LET’S PROTECT OUR HISTORIC BUILDINGS AND ISTANBUL
ISTANBULA VE TARİHİMİZE SAHİP ÇIKALIM. İSTANBUL UN KORUNMASI GEREKN TARİHİ ESERLERİ, İstanbul kültür ve doğa varlıkları açısından zengin mirası olan bir ülkedir.24 Şubat 2004 tarihinde Ritz Carlton Oteli’nde Vip Organizasyon tarafından düzenlenen panele gelen dünyaca ünlü mimarlar , İstanbul mimarisinin önemini açıkça vurgulamıştır. ‘Archisections’ kurulduğu yıl olan 2014 de bizlere destek veren herkese teşekkür etmek istiyorum.
Bu yazımda ‘’İstanbul’un korunması gereken tarihi eserleri’’ ne değinmek istiyorum.
Geçmiş ve gelecekte aramızda bir köprü tarihi eserlerle karşı daha duyarlı olmamız gerekmektedir. Gelecek kuşaklara bırakılacak bu mirasın korunması önemlidir. Genel anlamıyla anıtlar; mimari, bilimsel ve kültürel özellikleri olan yapıtlardır. ’’Gayrimenkul eser anıtların korunması’’ deyimi ise bunlarla ilgili restorasyon, rekonstrüksiyon ,renovasyon gibi müdahalelerin hepsini kapsayan bir söylemdir.
Arkeolojik eserleri ve muhteşem anıtlarıyla geçmişi bin yıları aşan evrensel güzellikleri barındıran İstanbul, tarihi eserler açısından en öneml dünya kentlerinden biri olma özelliği taşıyor. Boğaz çevresindeki sarayları ve yeşil dokulu mimarisi ile olağanüstü güzel bir komposizyona sahip olan bu şehrimize özen göstermeliyiz.

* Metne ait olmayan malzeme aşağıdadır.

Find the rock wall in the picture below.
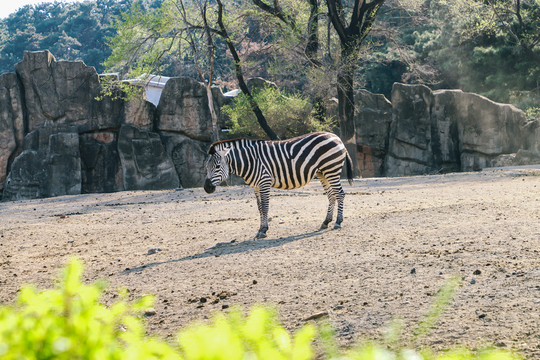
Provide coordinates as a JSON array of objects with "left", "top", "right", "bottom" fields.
[
  {"left": 0, "top": 51, "right": 540, "bottom": 200},
  {"left": 384, "top": 84, "right": 540, "bottom": 176},
  {"left": 0, "top": 51, "right": 227, "bottom": 200}
]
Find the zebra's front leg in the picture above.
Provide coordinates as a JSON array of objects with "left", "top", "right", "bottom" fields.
[
  {"left": 334, "top": 186, "right": 345, "bottom": 229},
  {"left": 255, "top": 186, "right": 270, "bottom": 239},
  {"left": 317, "top": 173, "right": 336, "bottom": 230}
]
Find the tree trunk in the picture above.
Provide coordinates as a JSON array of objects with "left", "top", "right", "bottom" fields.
[
  {"left": 205, "top": 81, "right": 219, "bottom": 142},
  {"left": 337, "top": 46, "right": 358, "bottom": 176},
  {"left": 216, "top": 0, "right": 279, "bottom": 140}
]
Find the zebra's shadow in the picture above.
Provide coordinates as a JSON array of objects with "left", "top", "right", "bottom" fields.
[{"left": 122, "top": 230, "right": 329, "bottom": 274}]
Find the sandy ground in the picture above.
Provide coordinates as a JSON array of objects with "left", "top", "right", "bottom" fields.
[{"left": 0, "top": 167, "right": 540, "bottom": 359}]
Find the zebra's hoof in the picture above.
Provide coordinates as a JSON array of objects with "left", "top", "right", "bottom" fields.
[{"left": 255, "top": 231, "right": 266, "bottom": 239}]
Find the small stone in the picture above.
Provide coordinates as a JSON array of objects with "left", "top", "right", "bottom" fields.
[
  {"left": 144, "top": 309, "right": 156, "bottom": 316},
  {"left": 146, "top": 248, "right": 161, "bottom": 255},
  {"left": 304, "top": 311, "right": 328, "bottom": 321}
]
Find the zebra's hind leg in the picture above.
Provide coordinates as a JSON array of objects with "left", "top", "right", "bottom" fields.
[
  {"left": 255, "top": 186, "right": 270, "bottom": 239},
  {"left": 317, "top": 172, "right": 336, "bottom": 230}
]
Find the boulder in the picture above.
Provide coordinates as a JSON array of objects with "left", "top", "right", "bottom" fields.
[
  {"left": 355, "top": 90, "right": 392, "bottom": 177},
  {"left": 118, "top": 125, "right": 179, "bottom": 190},
  {"left": 385, "top": 83, "right": 539, "bottom": 176},
  {"left": 15, "top": 51, "right": 99, "bottom": 131},
  {"left": 385, "top": 83, "right": 437, "bottom": 176},
  {"left": 455, "top": 93, "right": 528, "bottom": 171},
  {"left": 157, "top": 77, "right": 212, "bottom": 141},
  {"left": 0, "top": 73, "right": 24, "bottom": 194},
  {"left": 161, "top": 133, "right": 210, "bottom": 188},
  {"left": 79, "top": 131, "right": 124, "bottom": 193},
  {"left": 3, "top": 125, "right": 81, "bottom": 200}
]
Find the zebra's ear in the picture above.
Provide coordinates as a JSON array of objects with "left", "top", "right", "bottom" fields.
[{"left": 216, "top": 148, "right": 231, "bottom": 157}]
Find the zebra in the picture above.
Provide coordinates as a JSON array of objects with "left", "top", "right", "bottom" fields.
[{"left": 204, "top": 131, "right": 352, "bottom": 239}]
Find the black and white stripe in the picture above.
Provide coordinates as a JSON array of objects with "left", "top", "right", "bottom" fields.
[{"left": 204, "top": 132, "right": 352, "bottom": 238}]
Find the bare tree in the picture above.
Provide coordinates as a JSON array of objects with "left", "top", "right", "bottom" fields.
[{"left": 326, "top": 0, "right": 385, "bottom": 174}]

Yıldırım Beyazıt ve II.Mehmet’in yaptırdığı Anadolu-Rumeli Hisarları ,mimarlık ve tarih kültür hazinesinin seçkin yapıtlarıdır. Kentin Asya bölümündeki Üsküdar,Selimiye ve Mihrimah; anıtsal külliyeleri ,ahşap evleri, tekke ve türbeleri ile önemli yerleşme alanlarıdır. Lale Dönemi çeşmeleri bulundukları yerle özdeşmişlerdir. Aksaray Yedikule yolu üzerinde yükselen Arkadius sütunu, eşsiz Ayasofya, Yerebatan Sarayı ile eserler, Ortaçağ mimarisinden günümüze taşınan eserlerden sadece bazılarıdır. Tophane ve Üsküdar Meydanı çeşmeleri adeta birer sembol olmuşlardır.Fenerbahçe, Göztepe ,Erenköy gibi sayfiye yerleşmeleri, ahşap köşkleri ve bahçeleri ile geçmişin izlerini günümüze taşımaktadırlar. Hamamlar, Osmanlı saraylarının ayrılmaz parçalarıdır…Bu eserleri üç grupta toplayabiliriz; Restorasyonu yapılmış olanlar, Restorasyonu hala yapılmakta olanlar ve destek arayan tarihi eserler. 1951 yılında kurulan Gayrimenkul Eski Eserler ve Anıtlar Yüksek Kurulu, kısa adıyla GEEAYK ,sayısız eski yapıtın kurtarılmasını, onarılıp korunmasını sağlamıştır. Türkiye’de çeşitli kuruluşlar, eski yapıtların korunması ,onarılması ve yenilenmesi konularıyla ilgilenmişlerdir. Bunlardan en önemlileri; Kültür Bakanlığı, Vakıflar Genel Müdürlüğü , Yerel yönetimler ,Belediyeler, Eski eserler ve anıtları Müdürlüğü’dür. Ayrıca mimarlık dergileri, üniversiteler , TMMOB Mimarlar odası da ilgili kuruluşlardır. ICOM Uluslararası Müzeler Konseyi, ICOMOS Uluslararası Anıtlar ve Sitler Konseyi ve ICCROM ‘da önemli katkılarda bulunmaktadırlar. Bir yapının kültür varlığı sayılarak ‘’tarihsel anıt’’ olarak korunması için hangi şartlar gereklidir? Yapının mimari özellikleri açısından bir ‘’ürün’’ örneği olması, toplumsal ya da kültürel tarihin belirli bir dönemini yansıtıyor olması ya da ünlü kişi ve olaylarla bağlantısının bulunması gerekmektedir. Eski yapıtların biçimsel bütünlüğü elden geldiğince bozulmaya çalışmak, güzelleştirelim derken çirkileştirmemek, güçlendirelim derken çökertmemek esas uyulması gereken ilkelerdir.